Stuart Campbell (1951–2009), born in Ballarat Victoria, studied at Swinburne Technical College in Melbourne where his love affair with photography began. In 1972 he moved to Sydney and studied at the National Institute of Dramatic Art. After graduation Campbell played on stage with major theatre companies and appeared in a number of films including Caddie (1976) and Starstruck (1982), and on television in Cop Shop and Patrol Boat among others.

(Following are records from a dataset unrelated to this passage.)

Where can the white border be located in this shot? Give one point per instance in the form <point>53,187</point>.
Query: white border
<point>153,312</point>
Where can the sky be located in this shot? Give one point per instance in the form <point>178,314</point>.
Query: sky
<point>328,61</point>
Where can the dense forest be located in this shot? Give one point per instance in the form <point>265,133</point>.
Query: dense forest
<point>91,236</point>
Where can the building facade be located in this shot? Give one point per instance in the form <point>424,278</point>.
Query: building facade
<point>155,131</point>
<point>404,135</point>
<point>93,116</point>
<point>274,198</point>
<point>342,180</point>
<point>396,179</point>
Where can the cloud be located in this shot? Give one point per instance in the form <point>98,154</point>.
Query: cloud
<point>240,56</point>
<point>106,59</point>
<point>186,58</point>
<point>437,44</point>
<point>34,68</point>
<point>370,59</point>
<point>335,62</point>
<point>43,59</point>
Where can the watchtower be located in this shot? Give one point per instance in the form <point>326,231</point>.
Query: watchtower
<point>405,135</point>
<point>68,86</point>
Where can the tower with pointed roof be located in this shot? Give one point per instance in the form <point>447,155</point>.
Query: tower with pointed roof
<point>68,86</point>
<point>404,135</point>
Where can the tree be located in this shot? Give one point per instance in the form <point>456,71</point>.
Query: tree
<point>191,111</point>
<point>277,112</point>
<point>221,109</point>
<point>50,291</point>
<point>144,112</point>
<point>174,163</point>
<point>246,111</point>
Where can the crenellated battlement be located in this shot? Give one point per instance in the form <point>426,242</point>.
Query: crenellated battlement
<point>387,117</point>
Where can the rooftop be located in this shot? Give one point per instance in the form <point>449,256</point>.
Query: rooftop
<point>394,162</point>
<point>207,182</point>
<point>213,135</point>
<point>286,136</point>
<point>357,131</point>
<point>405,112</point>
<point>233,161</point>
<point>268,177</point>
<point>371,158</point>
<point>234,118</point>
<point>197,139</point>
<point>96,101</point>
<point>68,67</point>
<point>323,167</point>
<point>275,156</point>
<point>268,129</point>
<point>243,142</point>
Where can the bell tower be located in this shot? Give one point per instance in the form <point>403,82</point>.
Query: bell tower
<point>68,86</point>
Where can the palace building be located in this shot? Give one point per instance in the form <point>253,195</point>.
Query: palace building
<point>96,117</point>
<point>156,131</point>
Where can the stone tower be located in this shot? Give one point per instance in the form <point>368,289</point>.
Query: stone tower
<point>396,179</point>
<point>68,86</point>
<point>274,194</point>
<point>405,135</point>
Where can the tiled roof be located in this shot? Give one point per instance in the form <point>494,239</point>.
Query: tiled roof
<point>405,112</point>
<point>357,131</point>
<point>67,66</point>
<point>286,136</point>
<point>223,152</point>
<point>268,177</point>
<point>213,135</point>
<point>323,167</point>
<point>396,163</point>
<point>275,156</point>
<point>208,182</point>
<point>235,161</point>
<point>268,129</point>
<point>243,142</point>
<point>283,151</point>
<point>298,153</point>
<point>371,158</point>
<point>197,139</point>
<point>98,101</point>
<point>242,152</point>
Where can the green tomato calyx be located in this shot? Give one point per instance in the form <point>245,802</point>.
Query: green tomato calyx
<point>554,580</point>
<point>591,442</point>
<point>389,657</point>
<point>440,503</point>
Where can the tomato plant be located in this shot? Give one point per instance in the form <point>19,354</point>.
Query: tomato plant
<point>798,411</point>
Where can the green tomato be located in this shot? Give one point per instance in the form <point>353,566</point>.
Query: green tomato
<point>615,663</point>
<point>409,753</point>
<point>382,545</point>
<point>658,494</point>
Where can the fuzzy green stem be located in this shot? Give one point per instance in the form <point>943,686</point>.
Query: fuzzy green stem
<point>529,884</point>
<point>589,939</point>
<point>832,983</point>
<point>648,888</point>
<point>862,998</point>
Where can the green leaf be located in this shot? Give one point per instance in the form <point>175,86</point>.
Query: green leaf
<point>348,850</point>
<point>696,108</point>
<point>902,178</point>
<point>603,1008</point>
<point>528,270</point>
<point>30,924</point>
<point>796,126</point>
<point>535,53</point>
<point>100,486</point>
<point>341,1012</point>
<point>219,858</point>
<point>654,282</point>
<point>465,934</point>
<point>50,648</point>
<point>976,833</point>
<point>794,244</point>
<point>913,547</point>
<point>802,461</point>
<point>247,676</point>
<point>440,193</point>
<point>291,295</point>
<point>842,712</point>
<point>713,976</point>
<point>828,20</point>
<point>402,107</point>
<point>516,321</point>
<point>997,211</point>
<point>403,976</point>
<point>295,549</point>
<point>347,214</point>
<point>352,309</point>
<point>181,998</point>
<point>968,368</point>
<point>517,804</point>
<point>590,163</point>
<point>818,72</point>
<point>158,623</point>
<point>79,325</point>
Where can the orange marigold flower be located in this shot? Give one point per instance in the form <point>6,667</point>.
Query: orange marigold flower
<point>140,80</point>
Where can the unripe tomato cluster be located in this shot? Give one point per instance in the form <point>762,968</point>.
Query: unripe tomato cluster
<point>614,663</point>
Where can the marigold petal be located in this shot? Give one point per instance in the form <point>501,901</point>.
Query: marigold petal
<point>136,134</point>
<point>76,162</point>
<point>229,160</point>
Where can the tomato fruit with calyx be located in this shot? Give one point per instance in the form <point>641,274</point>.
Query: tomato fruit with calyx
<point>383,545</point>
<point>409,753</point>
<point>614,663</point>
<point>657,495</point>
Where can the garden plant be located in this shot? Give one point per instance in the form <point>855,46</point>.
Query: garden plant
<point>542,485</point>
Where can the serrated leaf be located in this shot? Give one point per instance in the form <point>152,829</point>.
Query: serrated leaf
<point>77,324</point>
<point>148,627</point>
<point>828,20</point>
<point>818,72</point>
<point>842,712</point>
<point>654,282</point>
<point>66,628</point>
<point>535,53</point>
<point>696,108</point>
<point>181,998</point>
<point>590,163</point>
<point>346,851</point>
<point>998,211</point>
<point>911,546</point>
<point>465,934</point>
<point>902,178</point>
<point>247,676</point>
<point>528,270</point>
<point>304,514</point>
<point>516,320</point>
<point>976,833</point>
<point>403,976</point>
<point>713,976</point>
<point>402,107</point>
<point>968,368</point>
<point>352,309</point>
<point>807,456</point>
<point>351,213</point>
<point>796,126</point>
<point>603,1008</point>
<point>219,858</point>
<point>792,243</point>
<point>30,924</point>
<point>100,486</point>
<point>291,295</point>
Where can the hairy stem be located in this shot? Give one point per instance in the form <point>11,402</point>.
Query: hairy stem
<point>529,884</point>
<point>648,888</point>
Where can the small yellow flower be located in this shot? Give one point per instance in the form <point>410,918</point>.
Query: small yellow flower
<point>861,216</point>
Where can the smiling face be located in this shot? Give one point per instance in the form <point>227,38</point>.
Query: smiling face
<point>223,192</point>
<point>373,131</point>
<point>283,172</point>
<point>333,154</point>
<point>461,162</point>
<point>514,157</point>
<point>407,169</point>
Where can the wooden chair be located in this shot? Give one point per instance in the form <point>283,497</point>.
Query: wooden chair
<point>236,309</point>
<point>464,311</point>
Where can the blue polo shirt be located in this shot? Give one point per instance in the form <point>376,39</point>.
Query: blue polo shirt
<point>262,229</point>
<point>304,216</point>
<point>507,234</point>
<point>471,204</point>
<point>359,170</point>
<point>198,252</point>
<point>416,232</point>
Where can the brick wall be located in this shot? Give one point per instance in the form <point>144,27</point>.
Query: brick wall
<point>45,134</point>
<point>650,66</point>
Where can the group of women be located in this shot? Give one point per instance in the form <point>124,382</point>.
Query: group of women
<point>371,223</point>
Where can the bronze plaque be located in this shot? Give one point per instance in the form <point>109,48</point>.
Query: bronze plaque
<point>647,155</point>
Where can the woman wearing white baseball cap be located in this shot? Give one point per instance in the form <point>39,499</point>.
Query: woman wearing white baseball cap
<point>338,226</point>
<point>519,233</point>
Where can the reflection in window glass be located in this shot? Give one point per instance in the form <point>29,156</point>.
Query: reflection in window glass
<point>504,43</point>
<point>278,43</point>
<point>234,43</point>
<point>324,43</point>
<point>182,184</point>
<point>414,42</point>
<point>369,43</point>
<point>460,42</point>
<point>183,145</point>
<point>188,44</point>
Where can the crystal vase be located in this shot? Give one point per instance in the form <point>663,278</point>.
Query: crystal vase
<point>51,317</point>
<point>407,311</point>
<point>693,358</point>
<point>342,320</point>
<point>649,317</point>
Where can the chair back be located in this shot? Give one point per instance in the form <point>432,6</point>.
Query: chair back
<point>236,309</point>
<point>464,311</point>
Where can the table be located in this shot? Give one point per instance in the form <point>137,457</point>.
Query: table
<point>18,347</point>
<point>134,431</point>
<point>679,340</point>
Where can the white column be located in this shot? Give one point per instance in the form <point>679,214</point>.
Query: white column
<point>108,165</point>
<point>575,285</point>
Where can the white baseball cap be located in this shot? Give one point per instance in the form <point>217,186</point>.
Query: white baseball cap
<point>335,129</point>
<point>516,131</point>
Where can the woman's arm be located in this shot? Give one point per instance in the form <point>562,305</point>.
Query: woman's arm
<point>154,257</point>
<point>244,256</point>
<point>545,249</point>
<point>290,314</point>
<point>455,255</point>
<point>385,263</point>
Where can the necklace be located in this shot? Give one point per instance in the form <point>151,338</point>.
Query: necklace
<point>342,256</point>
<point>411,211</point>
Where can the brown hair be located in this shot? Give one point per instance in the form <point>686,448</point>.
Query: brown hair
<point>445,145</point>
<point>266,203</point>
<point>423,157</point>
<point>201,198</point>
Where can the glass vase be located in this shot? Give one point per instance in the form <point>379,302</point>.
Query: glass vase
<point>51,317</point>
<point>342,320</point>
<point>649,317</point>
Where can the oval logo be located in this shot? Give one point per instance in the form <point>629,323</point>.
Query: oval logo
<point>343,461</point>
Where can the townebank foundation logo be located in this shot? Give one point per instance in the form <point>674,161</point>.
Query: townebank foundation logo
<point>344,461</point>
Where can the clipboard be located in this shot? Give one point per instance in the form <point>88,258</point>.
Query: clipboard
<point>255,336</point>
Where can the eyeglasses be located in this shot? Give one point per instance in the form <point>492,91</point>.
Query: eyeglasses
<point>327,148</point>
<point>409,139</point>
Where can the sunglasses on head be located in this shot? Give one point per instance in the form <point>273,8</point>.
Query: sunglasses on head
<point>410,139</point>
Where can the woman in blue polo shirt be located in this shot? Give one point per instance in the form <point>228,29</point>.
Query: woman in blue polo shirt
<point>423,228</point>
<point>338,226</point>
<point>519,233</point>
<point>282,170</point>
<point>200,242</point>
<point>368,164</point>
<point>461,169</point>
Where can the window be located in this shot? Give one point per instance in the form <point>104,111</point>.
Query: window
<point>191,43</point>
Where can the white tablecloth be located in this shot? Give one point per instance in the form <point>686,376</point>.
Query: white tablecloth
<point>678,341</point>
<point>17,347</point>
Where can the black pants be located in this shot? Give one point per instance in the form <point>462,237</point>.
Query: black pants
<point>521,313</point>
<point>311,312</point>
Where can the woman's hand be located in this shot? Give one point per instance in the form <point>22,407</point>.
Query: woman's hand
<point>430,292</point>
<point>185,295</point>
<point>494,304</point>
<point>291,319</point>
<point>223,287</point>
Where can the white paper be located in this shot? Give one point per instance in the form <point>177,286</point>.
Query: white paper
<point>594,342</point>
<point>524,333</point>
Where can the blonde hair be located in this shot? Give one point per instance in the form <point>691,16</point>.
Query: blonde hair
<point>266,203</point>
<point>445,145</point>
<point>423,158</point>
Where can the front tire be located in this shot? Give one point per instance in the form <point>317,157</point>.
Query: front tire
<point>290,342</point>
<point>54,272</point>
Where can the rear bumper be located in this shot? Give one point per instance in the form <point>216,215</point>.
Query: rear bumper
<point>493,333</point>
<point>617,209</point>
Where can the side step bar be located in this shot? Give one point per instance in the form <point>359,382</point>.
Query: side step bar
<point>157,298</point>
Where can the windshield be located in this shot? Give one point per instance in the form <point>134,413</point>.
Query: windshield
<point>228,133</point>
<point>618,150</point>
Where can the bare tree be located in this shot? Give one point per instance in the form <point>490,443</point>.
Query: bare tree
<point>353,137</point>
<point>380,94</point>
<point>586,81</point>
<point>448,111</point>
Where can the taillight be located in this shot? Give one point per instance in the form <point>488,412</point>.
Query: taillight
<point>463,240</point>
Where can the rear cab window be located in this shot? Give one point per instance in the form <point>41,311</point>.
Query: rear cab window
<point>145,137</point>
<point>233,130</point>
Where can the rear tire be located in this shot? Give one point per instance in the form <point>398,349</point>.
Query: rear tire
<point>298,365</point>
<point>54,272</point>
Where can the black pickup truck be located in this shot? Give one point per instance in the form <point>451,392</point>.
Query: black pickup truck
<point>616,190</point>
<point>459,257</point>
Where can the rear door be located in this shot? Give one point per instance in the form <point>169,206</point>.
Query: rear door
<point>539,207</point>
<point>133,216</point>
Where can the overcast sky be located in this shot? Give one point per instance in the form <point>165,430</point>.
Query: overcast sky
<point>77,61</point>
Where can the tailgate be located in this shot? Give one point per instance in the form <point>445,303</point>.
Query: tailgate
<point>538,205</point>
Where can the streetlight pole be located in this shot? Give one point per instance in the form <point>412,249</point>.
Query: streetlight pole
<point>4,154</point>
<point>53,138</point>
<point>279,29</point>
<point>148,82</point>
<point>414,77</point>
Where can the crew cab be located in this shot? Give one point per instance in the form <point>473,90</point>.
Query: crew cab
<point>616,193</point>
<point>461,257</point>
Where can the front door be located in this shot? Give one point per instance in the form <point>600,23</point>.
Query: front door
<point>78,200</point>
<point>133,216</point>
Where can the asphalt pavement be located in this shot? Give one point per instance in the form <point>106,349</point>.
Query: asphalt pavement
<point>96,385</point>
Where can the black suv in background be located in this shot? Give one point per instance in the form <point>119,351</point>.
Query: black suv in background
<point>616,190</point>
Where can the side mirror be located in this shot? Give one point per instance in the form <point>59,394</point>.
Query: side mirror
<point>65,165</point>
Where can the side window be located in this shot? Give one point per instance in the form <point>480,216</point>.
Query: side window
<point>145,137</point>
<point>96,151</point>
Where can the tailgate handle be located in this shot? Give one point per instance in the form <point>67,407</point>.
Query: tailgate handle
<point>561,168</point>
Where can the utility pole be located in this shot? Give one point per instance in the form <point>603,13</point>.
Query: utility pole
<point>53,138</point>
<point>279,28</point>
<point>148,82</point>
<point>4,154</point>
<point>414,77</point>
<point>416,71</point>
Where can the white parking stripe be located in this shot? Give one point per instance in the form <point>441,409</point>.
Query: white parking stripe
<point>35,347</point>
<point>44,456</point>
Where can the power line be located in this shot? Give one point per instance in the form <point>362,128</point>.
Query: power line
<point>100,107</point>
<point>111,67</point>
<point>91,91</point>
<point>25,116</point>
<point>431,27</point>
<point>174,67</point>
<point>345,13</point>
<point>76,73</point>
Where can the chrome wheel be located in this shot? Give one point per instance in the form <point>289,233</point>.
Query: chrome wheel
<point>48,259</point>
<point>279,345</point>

Campbell had modest success as an actor, but excelled as a photographer. In the early 1980s he began taking sensitive portfolio portraits for his friends. These included actors such as Mel Gibson, Colin Friels and Judy Davis, and filmmakers Gillian Armstrong and Peter Weir. Campbell stayed faithful to the sensuous darks and lights of black and white film, valuing the richness and honesty of the medium. Other photographic projects included taking the notorious male centrefolds for Cleo and celebrity portraits for Vogue.
"Stuart Campbell’s gifts as a photographer were many but what made him unique was his ability to disarm his subjects with outlandish wit, shocking them out of their self-consciousness so that they revealed more of themselves than they had ever intended" - author and friend, Lee Tulloch.